Роман (1953)
Уильям Ли родился и вырос в фешенебельном тихом
пригороде одного из больших городов Среднего Запада. В детстве и юности
он ничем особым не выделялся среди сверстников, разве что гораздо больше
их читал. По окончании Гарварда Уильям с год шатался по предвоенной
Европе, благо стабильный ежемесячный доход в сто пятьдесят долларов
избавлял его от необходимости зарабатывать на жизнь. Когда началась
война, он добровольцем пошел в армию, но там ему не понравилось, и он
комиссовался с диагнозом шизофрения. После армии ради любопытства он
перепробовал множество профессий — от частного детектива до бармена, от
рабочего на заводе до конторского клерка — и именно в это время, в конце
войны, впервые узнал, что такое наркотики.
Человек пробует наркотики, а затем вырабатывается
зависимость. Это случается, как правило, когда ничто другое в жизни
особого интереса не вызывает, по-настоящему не вдохновляет хотя бы на
такую ерунду, как встать с утра, побриться… Никто не начинает колоться с
намерением стать наркоманом: просто в одно прекрасное утро ты
просыпаешься в тяжелом отходняке, и это значит — все, ты прочно подсел.

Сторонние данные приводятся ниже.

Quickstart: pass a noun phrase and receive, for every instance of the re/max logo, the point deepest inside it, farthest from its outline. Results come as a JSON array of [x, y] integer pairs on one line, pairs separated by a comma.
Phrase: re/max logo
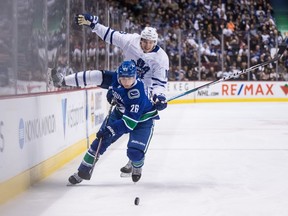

В отличие от спиртного или травы, настоящая дурь — не источник кайфа и не стимулятор. Дурь — это образ жизни.
У Уильяма был приятель, работавший в порту и
исправно тащивший оттуда все, что плохо лежит. Как-то раз этот приятель
заявился к нему с автоматом и упаковкой из пяти ампул морфия — дома у
него лежало еще пятнадцать таких упаковок — и попросил помочь найти
покупателя на это «добро». На автомат покупатель нашелся легко, с
морфием же пришлось повозиться. Впрочем, довольно быстро через другого
своего приятеля Уильям вышел на двоих типов, Роя и Германа, которые и
взяли часть товара. А несколько дней спустя он вколол себе одну из
оставшихся ампул.
Вслед за волной теплой, ни на что не похожей
расслабленности Уильяма охватил дикий страх — какой-то ужасающий образ
маячил рядом, никак не попадая в поле зрения и оттого становясь еще
ужаснее. А потом началось цветное кино: громадный, залитый неоновым
светом бар и официантка, несущая на подносе череп — нагляднейшее
воплощение страха смерти… Наутро он очнулся все с тем же ощущением
ужаса; его стошнило, полдня он чувствовал себя совершенно разбитым.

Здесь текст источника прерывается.